In the context of this quite disturbing picture, particular emphasis should be placed on the transport sector. The European Environment Agency states that emissions could rise by 50% over the next ten years: such a development would threaten our chances of complying with the Kyoto Protocol.

6.   The EU in the carbon economy

a)   Common and coordinated policies on climate change

The EI has been working on the project of devising a set of Community instruments for the reduction of greenhouse gas emissions. This upstream approach will permit economies of scale, thus paving the way for swifter and less costly reductions at national level, and will also make it possible to get round national reluctance to act by means of a Community orientation.

The Community approach is based on two major instruments. The first is the implementation of a European system for trading in CO2 emissions rights, to be put in place in 2005. The second is the European Climate Change Programme (ECCP), under which over 40 potential means of emissions reduction have already been identified in all sectors of the economy, and which will give rise to a set of ten directives and legislative initiatives, to be submitted over the next ten years.

The EP has set out, in its resolutions on the communication 'Towards a European Climate Change Programme (ECCP)' and on the green paper on the creation of a greenhouse gas emissions trading system within the European Union, two preconditions for the implementation of the above instruments, which your rapporteur considers need to be stressed once again. These are: 1) notwithstanding the multifaceted potential of market mechanisms (such as emissions trading), the priority for the EU's actions to reduce greenhouse gas emissions should still lie in the field of policies and measures, at both national and Community level; 2) policies for emissions reduction must be based on horizontal coverage of all sectors of the economy.

b)   The role of the Member States

It would not be desirable, in the context of compliance with the Kyoto Protocol, for the Member States to adopt a strategy confined to the implementation at national level of those reduction measures which entail low costs in both economic and political terms. This would amount to trying to resolve the problem by reducing industrial and energy-sector emissions while failing to tackle transport and buildings (i.e. the civil construction industry). Such an option would constitute an environmental deceit and would not be economically rational. If the Member States were to avoid implementing a policy for certain sectors (including transport, despite the 50% rise in emissions within the EU predicted for the next decade), they would be failing to exploit opportunities for technological change and would also run up a much higher reduction bill for the future.
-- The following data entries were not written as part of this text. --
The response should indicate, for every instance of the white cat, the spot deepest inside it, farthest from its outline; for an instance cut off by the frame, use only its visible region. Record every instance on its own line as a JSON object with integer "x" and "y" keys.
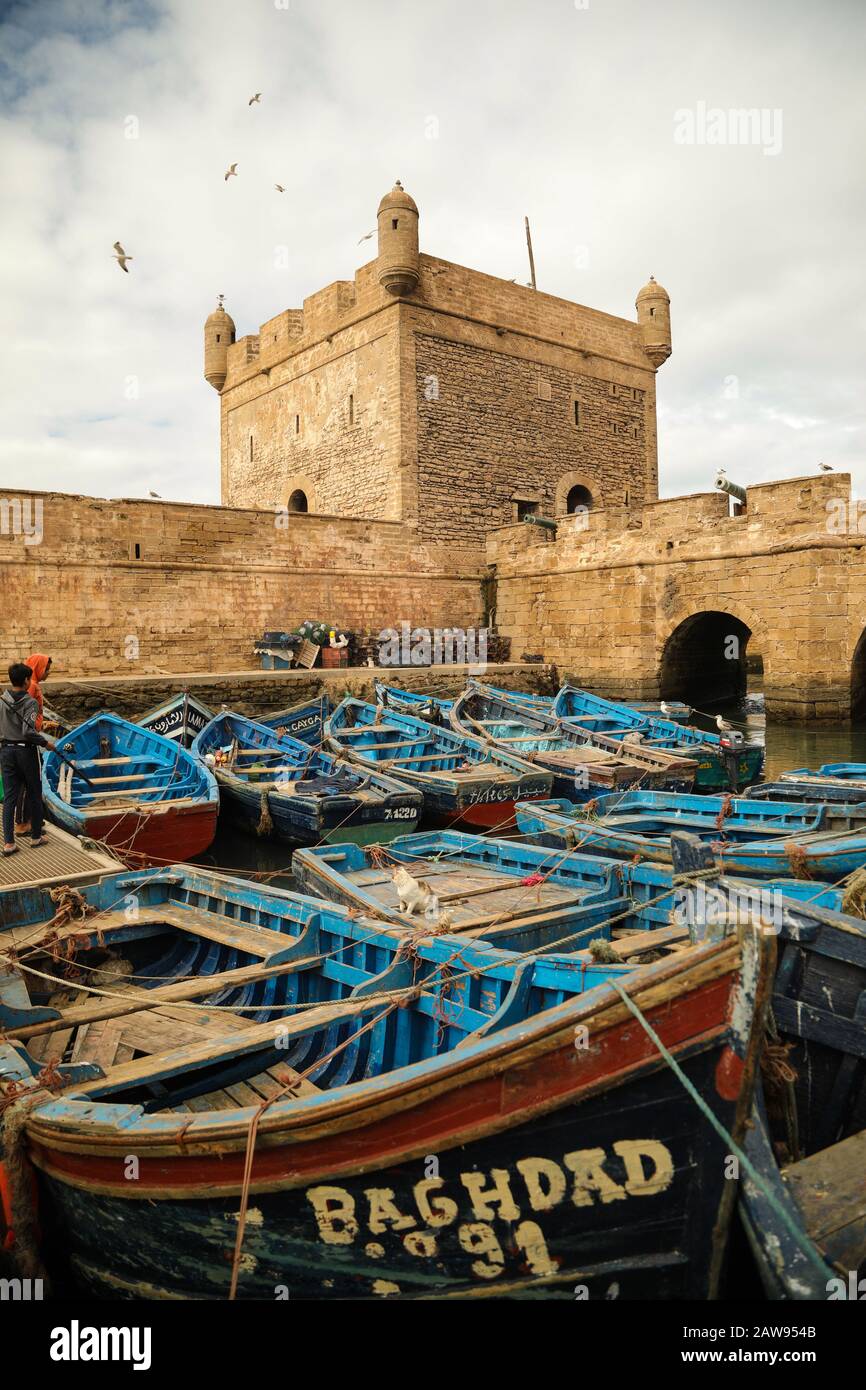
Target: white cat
{"x": 414, "y": 893}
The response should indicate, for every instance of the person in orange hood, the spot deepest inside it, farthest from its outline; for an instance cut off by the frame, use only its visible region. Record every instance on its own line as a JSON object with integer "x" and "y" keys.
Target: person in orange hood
{"x": 41, "y": 667}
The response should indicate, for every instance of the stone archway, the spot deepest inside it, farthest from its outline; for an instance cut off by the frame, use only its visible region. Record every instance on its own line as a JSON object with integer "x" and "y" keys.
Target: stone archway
{"x": 572, "y": 484}
{"x": 858, "y": 680}
{"x": 704, "y": 659}
{"x": 300, "y": 494}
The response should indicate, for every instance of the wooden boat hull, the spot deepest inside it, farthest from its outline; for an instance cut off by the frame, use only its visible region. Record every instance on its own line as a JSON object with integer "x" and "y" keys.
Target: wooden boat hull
{"x": 180, "y": 719}
{"x": 478, "y": 790}
{"x": 305, "y": 720}
{"x": 145, "y": 795}
{"x": 824, "y": 855}
{"x": 553, "y": 1165}
{"x": 583, "y": 765}
{"x": 715, "y": 774}
{"x": 815, "y": 790}
{"x": 719, "y": 767}
{"x": 160, "y": 837}
{"x": 319, "y": 798}
{"x": 296, "y": 820}
{"x": 804, "y": 1197}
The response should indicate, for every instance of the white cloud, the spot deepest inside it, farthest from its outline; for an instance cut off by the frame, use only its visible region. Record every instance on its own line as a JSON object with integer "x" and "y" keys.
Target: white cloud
{"x": 544, "y": 109}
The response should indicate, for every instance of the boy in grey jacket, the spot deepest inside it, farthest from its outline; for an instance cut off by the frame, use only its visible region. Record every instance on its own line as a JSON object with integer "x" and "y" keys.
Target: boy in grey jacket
{"x": 18, "y": 756}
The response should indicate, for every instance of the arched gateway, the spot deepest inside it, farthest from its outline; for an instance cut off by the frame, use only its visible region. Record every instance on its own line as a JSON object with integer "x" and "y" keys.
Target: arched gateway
{"x": 705, "y": 659}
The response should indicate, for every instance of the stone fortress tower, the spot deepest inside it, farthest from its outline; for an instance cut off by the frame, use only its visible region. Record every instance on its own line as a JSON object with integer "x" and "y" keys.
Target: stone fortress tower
{"x": 218, "y": 335}
{"x": 399, "y": 260}
{"x": 439, "y": 396}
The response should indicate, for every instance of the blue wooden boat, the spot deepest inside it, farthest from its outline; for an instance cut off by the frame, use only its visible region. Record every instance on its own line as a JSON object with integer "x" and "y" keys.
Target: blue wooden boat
{"x": 794, "y": 852}
{"x": 727, "y": 765}
{"x": 299, "y": 795}
{"x": 431, "y": 708}
{"x": 722, "y": 818}
{"x": 580, "y": 763}
{"x": 804, "y": 1200}
{"x": 824, "y": 791}
{"x": 830, "y": 772}
{"x": 145, "y": 797}
{"x": 325, "y": 1058}
{"x": 544, "y": 704}
{"x": 305, "y": 720}
{"x": 462, "y": 779}
{"x": 672, "y": 709}
{"x": 180, "y": 717}
{"x": 502, "y": 890}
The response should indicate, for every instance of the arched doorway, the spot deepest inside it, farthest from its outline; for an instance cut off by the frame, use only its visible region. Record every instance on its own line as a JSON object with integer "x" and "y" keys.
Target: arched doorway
{"x": 705, "y": 660}
{"x": 858, "y": 680}
{"x": 578, "y": 498}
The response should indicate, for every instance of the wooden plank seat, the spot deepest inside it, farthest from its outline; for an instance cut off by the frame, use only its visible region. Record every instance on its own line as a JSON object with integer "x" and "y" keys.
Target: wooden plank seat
{"x": 259, "y": 941}
{"x": 231, "y": 1044}
{"x": 830, "y": 1190}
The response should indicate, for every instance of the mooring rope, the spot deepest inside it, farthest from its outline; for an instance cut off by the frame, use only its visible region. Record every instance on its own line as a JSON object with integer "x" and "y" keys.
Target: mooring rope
{"x": 799, "y": 1239}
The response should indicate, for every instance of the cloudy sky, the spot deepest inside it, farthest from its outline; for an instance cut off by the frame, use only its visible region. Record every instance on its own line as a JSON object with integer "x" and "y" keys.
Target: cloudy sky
{"x": 120, "y": 118}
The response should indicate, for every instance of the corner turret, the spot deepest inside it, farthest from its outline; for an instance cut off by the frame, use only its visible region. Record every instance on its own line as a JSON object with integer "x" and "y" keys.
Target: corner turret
{"x": 399, "y": 264}
{"x": 218, "y": 335}
{"x": 654, "y": 317}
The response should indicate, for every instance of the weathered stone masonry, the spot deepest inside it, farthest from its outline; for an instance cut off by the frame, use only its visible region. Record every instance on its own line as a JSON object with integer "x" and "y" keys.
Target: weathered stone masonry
{"x": 186, "y": 588}
{"x": 606, "y": 599}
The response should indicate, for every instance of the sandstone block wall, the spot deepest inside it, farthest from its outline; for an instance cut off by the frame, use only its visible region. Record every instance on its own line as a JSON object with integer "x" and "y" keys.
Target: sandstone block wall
{"x": 439, "y": 409}
{"x": 603, "y": 601}
{"x": 143, "y": 587}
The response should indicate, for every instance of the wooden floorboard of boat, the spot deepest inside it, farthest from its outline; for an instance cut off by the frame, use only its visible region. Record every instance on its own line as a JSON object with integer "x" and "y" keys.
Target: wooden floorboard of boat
{"x": 257, "y": 941}
{"x": 830, "y": 1190}
{"x": 63, "y": 859}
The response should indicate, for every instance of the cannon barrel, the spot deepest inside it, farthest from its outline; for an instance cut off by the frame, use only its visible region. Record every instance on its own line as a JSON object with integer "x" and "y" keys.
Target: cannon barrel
{"x": 731, "y": 488}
Economic and environmental logic call for a strategy requiring change in all sectors of the economy. The Kyoto process will continue long after 2012, and the emissions reductions needed will bite much deeper than the present 5.2% target. If the Member States wish to counter climate change and ensure their competitiveness in the emerging economy - in which the winners will be those who produce at the lowest emissions levels - they will have to reorientate their economic policies and internalise the environmental costs of the greenhouse effect in all economic sectors.

This means not only the introduction of measures that might be considered consensual, but also the promotion of renewable energies and natural gas, a commitment to organic farming and energy efficiency in industry and buildings, measures to promote maritime and rail goods and passenger transport, expansion of the public transport network, and research into new forms of fuel and power. Inevitably, some of the necessary measures will be visibly unpopular in nature. These will have to include the abolition of subsidies for fossil fuel, an energy tax, and a tax on CO2 emissions in the transport sector.